Intelligent Speed Assistance will kickstart a new era for automotive digital maps

Global Revenues for Intelligent Speed Assistance and Autonomous Vehicle Maps Will Surpass US$500 Million by 2027

Over 47 million vehicles in circulation by 2027 will rely on digital maps to underpin active safety or autonomous driving applications, according to ABI Research, a global technology intelligence firm. Applications such as lane centering, localization, and location-enriched sensor fusion will see automotive digital maps expand out of the infotainment domain, creating a new, sustained market opportunity for digital map suppliers in the automotive industry.

“The uptake of digital maps outside of navigation and route guidance has been limited to date, so the European ISA mandate is an important catalyst for the location intelligence industry,” says James Hodgson, Smart Mobility & Automotive Principal Analyst at ABI Research “Future maps for autonomous vehicles will be quite different from legacy maps, in terms of their attribution, accuracy, and time to reflect reality requirements. Building and maintaining these maps will require a radically different curation approach, defined by crowdsourcing and automation of the pipeline.”

While road sign recognition systems that can read the content of speed signs have been widely adopted for many years, these camera-only systems exhibit certain weaknesses, especially in poor lighting or weather scenarios. Further, approximately 60% of European speed restrictions are implied, with no visible signage for even the most robust perception systems. According to Hodgson, “The need for maps in a resilient Intelligent Speed Assistance (ISA) system has blindsided some OEMs, particularly the requirement to maintain the maps that underpin the system to ensure accurate identification of the local speed restriction throughout the long lifetime of the vehicle.”

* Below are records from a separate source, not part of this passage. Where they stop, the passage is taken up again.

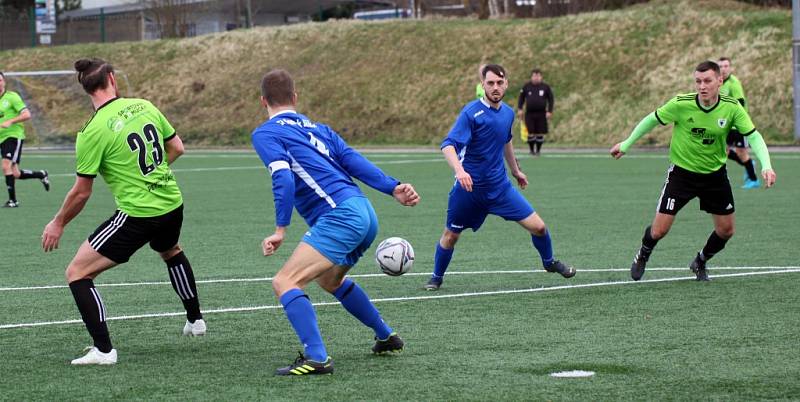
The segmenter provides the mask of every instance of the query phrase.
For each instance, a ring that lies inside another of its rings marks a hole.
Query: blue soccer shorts
[[[366,197],[351,197],[317,219],[303,242],[336,265],[352,267],[378,234],[378,216]]]
[[[534,212],[528,200],[510,183],[499,190],[473,187],[472,192],[468,192],[456,182],[447,200],[446,228],[455,233],[467,228],[476,232],[489,214],[519,222]]]

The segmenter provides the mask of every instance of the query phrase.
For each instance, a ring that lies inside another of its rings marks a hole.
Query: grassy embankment
[[[356,144],[436,144],[474,93],[477,66],[503,64],[507,101],[533,66],[556,93],[550,141],[608,145],[646,113],[693,90],[697,62],[734,60],[769,143],[792,141],[791,15],[728,0],[656,0],[553,19],[355,21],[257,28],[184,40],[0,52],[5,71],[69,69],[97,56],[124,70],[194,145],[245,145],[264,113],[259,80],[284,67],[299,109]],[[74,135],[90,114],[69,79],[26,79],[52,131]],[[72,133],[72,134],[69,134]],[[31,142],[49,138],[32,133]],[[657,129],[640,144],[666,144]]]

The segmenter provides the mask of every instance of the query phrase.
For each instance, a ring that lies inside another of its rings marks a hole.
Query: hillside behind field
[[[182,40],[0,52],[3,71],[65,70],[95,56],[130,80],[194,145],[246,145],[266,116],[258,102],[270,68],[292,72],[299,110],[357,144],[438,144],[474,96],[477,66],[504,65],[516,104],[532,67],[556,94],[550,141],[609,145],[678,93],[693,91],[704,59],[733,58],[756,126],[792,142],[791,13],[724,0],[653,1],[552,19],[338,21],[257,28]],[[24,79],[28,103],[69,139],[91,115],[73,77]],[[11,89],[15,89],[12,83]],[[29,127],[30,129],[30,127]],[[31,130],[35,131],[35,130]],[[640,144],[666,144],[663,128]]]

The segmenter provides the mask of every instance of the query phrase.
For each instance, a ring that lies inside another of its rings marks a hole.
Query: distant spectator
[[[519,91],[517,113],[528,128],[528,146],[531,155],[538,156],[547,134],[547,121],[553,115],[553,91],[542,81],[542,71],[534,68],[531,80]],[[522,106],[525,105],[524,117]]]

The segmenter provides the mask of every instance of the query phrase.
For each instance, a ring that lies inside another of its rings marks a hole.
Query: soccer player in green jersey
[[[100,59],[75,62],[78,81],[89,94],[94,115],[78,132],[77,177],[64,204],[44,228],[42,248],[58,248],[64,227],[83,209],[100,174],[114,194],[117,211],[81,244],[66,277],[94,346],[72,364],[115,364],[117,351],[106,326],[106,308],[93,280],[149,243],[164,262],[170,282],[186,309],[184,335],[204,335],[192,266],[178,238],[183,197],[170,165],[183,142],[153,104],[120,98],[114,67]]]
[[[18,93],[6,89],[6,76],[0,71],[0,154],[3,161],[3,175],[6,176],[8,201],[4,208],[16,208],[16,179],[39,179],[45,191],[50,191],[50,179],[46,170],[20,170],[22,143],[25,140],[25,127],[22,122],[31,119],[31,112]]]
[[[734,202],[731,184],[725,169],[725,138],[733,127],[750,140],[767,187],[775,183],[775,172],[769,160],[764,139],[750,121],[747,111],[729,96],[720,95],[722,74],[717,63],[705,61],[694,72],[697,93],[678,95],[645,117],[623,142],[611,148],[611,156],[621,158],[636,140],[657,124],[672,124],[672,141],[667,179],[658,199],[653,223],[644,230],[642,247],[631,264],[631,278],[638,281],[645,265],[661,238],[667,235],[675,215],[695,197],[700,209],[711,214],[714,231],[697,253],[689,268],[699,281],[707,281],[706,262],[720,252],[734,232]]]
[[[731,66],[731,59],[728,57],[719,58],[719,70],[722,73],[722,87],[719,93],[728,95],[736,99],[744,110],[747,110],[747,101],[744,97],[744,88],[742,83],[735,75],[733,75],[733,67]],[[747,152],[747,139],[735,127],[728,133],[726,140],[728,144],[728,159],[744,166],[745,176],[743,189],[752,189],[761,187],[761,182],[756,176],[755,162],[750,158],[750,153]]]

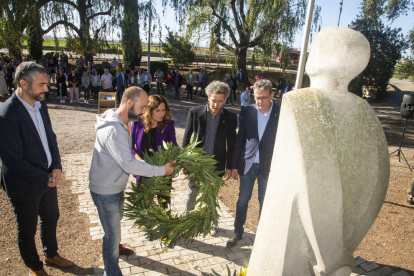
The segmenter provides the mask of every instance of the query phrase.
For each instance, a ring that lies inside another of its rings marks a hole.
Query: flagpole
[[[310,28],[312,26],[312,15],[313,15],[313,7],[315,5],[315,0],[309,0],[308,3],[308,12],[306,14],[306,22],[302,40],[302,48],[300,53],[299,65],[298,65],[298,72],[296,75],[296,85],[295,89],[302,88],[302,80],[303,80],[303,73],[305,71],[305,63],[306,58],[308,57],[308,42],[309,42],[309,34]]]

The key role of digital maps across the full spectrum of autonomous vehicle applications has become clear. In early 2022, both Ford and Volkswagen announced that they would leverage Mobileye’s Roadbook map product to augment SAE “Level 2+” centering applications, while Mercedes-Benz has selected HERE’s HD Live Map to underpin their pioneering SAE L3 Drive Pilot. Waymo builds HD digital maps of a Zone before deploying their L4 / Robotaxi Waymo Driver platform.

Meeting the time to reflect reality requirements of autonomous vehicle maps will mandate the use of crowdsourcing, leveraging the experience of sensor-equipped vehicles in the field to build and maintain the map. To enable this user-generated mapping cycle, many developers of autonomous vehicle software and services have also built mapping platforms. The Mobileye REM platform is capable of ingesting sensor data from models equipped with certain EyeQ ADAS chipsets, while NVIDIA’s MapStream allows for vehicles featuring their autonomous vehicle platform to update their map, which has recently been bolstered by the acquisition of DeepMap.

“ISA maps will give automakers and map suppliers their first taste of building and maintaining this new breed of automotive maps,” Hodgson concludes. “It is key that OEMs do not regard ISA maps as a one-off nuisance, but as the beginning of a new era of location-enriched mobility.”

These findings are from ABI Research’s Automotive Maps for Intelligent Speed Assistance, ADAS, and Autonomous Driving application analysis report.